For sufficiently large \(k\), \([P^{kd}]_{ij} > 0\) for all \(i,j \in C_r\).
Furthermore, suppose the initial distribution \(\xi_0\) is such that \(\xi_0(\ALPHABET C_0) = 1\) (i.e., the Markov chain starts in cell \(\ALPHABET C_0\)). Then, for any \(r \in \{0,\dots, d-1\}\) and \(j \in \ALPHABET C_r\), we have \[\label{eq:limit-of-P} \lim_{k \to \infty} [P^{(kd + r)}]_{ij} = \frac{d}{m_j}.\]
The following result describes the sample path behavior of the Markov chain.

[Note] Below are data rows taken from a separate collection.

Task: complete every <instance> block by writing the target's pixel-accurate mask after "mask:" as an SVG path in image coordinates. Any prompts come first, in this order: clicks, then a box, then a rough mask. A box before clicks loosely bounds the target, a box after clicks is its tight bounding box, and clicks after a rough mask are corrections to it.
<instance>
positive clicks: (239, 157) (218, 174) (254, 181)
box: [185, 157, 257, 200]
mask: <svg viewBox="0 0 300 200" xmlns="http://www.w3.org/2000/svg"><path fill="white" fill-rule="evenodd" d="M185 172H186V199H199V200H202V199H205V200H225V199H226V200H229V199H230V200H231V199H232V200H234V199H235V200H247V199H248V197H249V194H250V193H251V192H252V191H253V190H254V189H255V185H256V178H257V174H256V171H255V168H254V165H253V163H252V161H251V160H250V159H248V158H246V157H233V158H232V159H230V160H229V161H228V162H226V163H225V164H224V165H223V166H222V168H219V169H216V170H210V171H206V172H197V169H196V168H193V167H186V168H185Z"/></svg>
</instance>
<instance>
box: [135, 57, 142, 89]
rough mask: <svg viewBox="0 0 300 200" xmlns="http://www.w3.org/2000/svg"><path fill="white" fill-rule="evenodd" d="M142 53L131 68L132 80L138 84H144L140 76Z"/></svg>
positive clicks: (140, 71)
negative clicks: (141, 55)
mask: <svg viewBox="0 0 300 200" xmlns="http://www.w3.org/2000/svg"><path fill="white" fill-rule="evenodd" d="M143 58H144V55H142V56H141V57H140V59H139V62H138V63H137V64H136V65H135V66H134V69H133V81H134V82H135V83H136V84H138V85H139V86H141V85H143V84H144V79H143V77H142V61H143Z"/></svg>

Theorem 37.2 (Strong law of large numbers for Markov chains) Suppose \(P\) is an irreducible Markov chain that starts in state \(i \in \ALPHABET S\). Then, \[\label{eq:SLLN} \lim_{T \to \infty} \frac 1T \sum_{t=0}^{T-1} \IND \{ S_t = j \} = \frac 1{m_j}.\] Therefore, for any function \(h \colon \ALPHABET S \to \reals\), \[\label{eq:ergodic} \lim_{T \to \infty} \frac 1T \sum_{t=0}^{T-1} h(S_t) = \sum_{j \in \ALPHABET S} \frac {h(j)}{m_j}.\]
Exercises
Exercise 37.1 Let \(\{X_t\}_{t \ge 1}\) be a Markov chain and \(\ALPHABET A\) and \(\ALPHABET B\) be subsets of the state space.
- Is it true that \(\PR(X_2 \in \ALPHABET B \mid X_1 = x_1, X_0 \in \ALPHABET A) = \PR(X_2 \in \ALPHABET B \mid X_1 = x_1)\)?
- Is it true that \(\PR(X_2 \in \ALPHABET B \mid X_1 \in \ALPHABET A, X_0 = x_0) = \PR(X_2 \in \ALPHABET B \mid X_1 \in \ALPHABET A)\)?
In each case, either prove the result or provide a counterexample.
Exercise 37.2 Consider a Markov chain where the state space \(\ALPHABET X\) is a symmetric subset of integers of the form \(\{-L, -L + 1, \dots, L-1, L\}\) Let \(\ALPHABET X_{\ge 0}\) denote the set \(\{0, \dots, L\}\).
What are the conditions on the tranisition matrix \(P\) such that the absolute values of the state \(Z_t = |X_t|\), \(Z_t \in \ALPHABET X_{\ge 0}\), to be a Markov chain?
Remark: See Exercise 8.8 for a generalization of the idea to MDPs.
Notes
Theorem 37.1 is from (Norris 1998, Theorems 1.8.5 and 1.8.5). Theorem 37.2 goes under different names and I found it hard to find easily accessible references. One such reference is (Durrett 2019, Theorem 5.6.1)